The wonderful times included the Fourth of July beach parties at Beach Lagoon Road, where a statue made of chicken wire and old newspapers painted in the likeness of the Statue of Liberty or, maybe Tammy Faye Bakker, set an annual theme.
But Nelle doesn't gloss over the hard times for her family, including financial reversals and tragic death.
She writes about the loss of her middle child, Spencer Smith. He grew up to be a lawyer and father of three when at age 47 he suffered an aortic aneurysm and died two days later.
"My faith was tested, but thankfully it is stronger than ever now," Nelle writes.
And then, as the book was arriving from a publisher in Chapel Hill, N.C., the unthinkable struck again.
In March, Spencer's son, Cotter Smith, died of an aortic dissection. He was only 17. His mother, Ellen Smith Carney, had moved to Summerville following Spencer's death. She had remarried and experienced the death of her second husband as well.
Cotter was healthy as a horse, doing 50-mile hikes. But after playing pickup basketball in the driveway at home, he complained of severe pain and lived only a few more hours.
Cotter was three days from completing his Eagle Scout project. His troop made the news in Charleston when it finished the job for him.
"I'm almost out of tears today," Nelle said when we talked last week. "It's one of the most difficult things I've ever faced. You don't understand it. It's out of order. You have to try to find your faith again."
She repeats Psalm 34:18: "The Lord is closest to the broken-hearted and saves the crushed in spirit."
She and Ora Elliott repeat Psalm 118:24 each day: "This is the day the Lord has made; we will rejoice and be glad in it."
In this odd and painful way, the book on "Paradise" has helped Nelle cope with tragedy.

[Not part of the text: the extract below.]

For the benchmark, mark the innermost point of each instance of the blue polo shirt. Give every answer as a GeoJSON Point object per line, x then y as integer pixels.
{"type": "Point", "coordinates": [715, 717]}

Book distribution and book signings have given relief from tormenting thoughts.
She said she has learned in life that eventually you will be comforted by good memories.
Like the one that closes her book. They are words by John Gettys Smith about Hilton Head of 1963, when they took their life's biggest plunge.
"The beach was virgin and so were the forests, and those who came to Hilton Head came to fit into this format, not to dominate it. They were all people with dreams, and they felt they had found them in the reality of sunny days and crystal clear nights when the billions of stars twinkled unmarked by the interfering lights of man's intrusion."
Book signings
Nelle and Ora Elliott Smith will sign copies of their new book, "Paradise: Memories of Hilton Head in the Early Days" from noon to 3 p.m. Saturday, April 7, at The Greenery, 960 William Hilton Parkway, Hilton Head Island.
Also scheduled is a talk and book-signing at 2 p.m. Sunday, April 8, at the Heritage Library, Suite 100 of the Professional Building, 2 Corpus Christi Place, Hilton Head, 843-686-6560, but space is limited and Nelle Smith said there is a waiting list for seating.
Where to find the book: Local stores selling the books include LuLu Burgess and the Beaufort Bookstore in Beaufort; Markel's Card & Gift Shop and The Store in Bluffton; and Pretty Papers, Grayco and J. Banks Design Group on Hilton Head Island.